Table 4. Linear regression analysis to identify determinants of the Bayley-III cognitive composite score in Nepalese children 6–11 months.
Determinants of the Language Composite Score
Female children had significantly higher language composite scores than male children. Low birth weight and head circumference were significantly associated with lower language scores. Those who had a history of diarrhea 1 month prior to enrollment had 2 points lower language composite scores than those who did not. Tamang and other castes had lower language scores than those belonging to the Newar caste. Children whose mother or caregiver did not show spontaneous vocalization to the child during the home observation had significantly lower scores than those who had mothers or caregivers that showed such stimulation (Table 5).
Table 5. Linear regression analysis to identify determinants of the Bayley-III language composite score in Nepalese children 6–11 months.
Determinants of the Motor Composite Score
The motor composite score was associated with the length-for-age z-score. Other predictors for the motor composite scores were being born with low birth weight, hospitalization during the first month of life and family ownership of house (Table 6).
Table 6. Linear regression analysis to identify determinants of the Bayley-III motor composite score in Nepalese children 6–11 months.
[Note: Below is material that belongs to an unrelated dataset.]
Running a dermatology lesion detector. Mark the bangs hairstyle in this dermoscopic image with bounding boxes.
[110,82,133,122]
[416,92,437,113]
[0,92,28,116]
In a high risk sample of young Nepalese children, biological, socioeconomic and home environment factors were associated with cognitive, language and motor development. The assessed risk factors are common in most LMIC. Approximately one third of our participating children were stunted (length-for-age z-score ≤2) and approximately 10 percent were born preterm. Length-for-age z-score and low birth weight were the strongest predictors of the cognitive subscale. For the motor subscale, hospitalizations at 1 month of life and length-for-age z-score were the strongest determinants. Newar caste was set as reference group among the castes and caste was the strongest determinant for the language subscale. The cognitive score was associated mainly with the biological factors including growth and hospitalization along with a slightly significant effect of alcohol consumption by the father and reported physical punishment during the past week, while the language domain was associated with both biological and language stimulation and the motor composite was associated with both biological and socioeconomic factors. All models explained 8 to 16 percent variability for the Bayley-III subscales.
Biological Determinants of the Developmental Outcomes
Biological risk factors were consistently associated with all the assessed developmental domains. For instance linear growth was associated with both cognitive and motor development in line with studies that have shown that stunting is one of the main factors of poor child development (Sudfeld et al., 2015; Miller et al., 2016). Stunting is one of the most used indicators for denoting malnutrition in early childhood (Perumal et al., 2018) and there are several evidences of cognitive impairment because of malnutrition (Nyaradi et al., 2013). Our findings supports the frequent use of length-for-age as a proxy for neurodevelopment.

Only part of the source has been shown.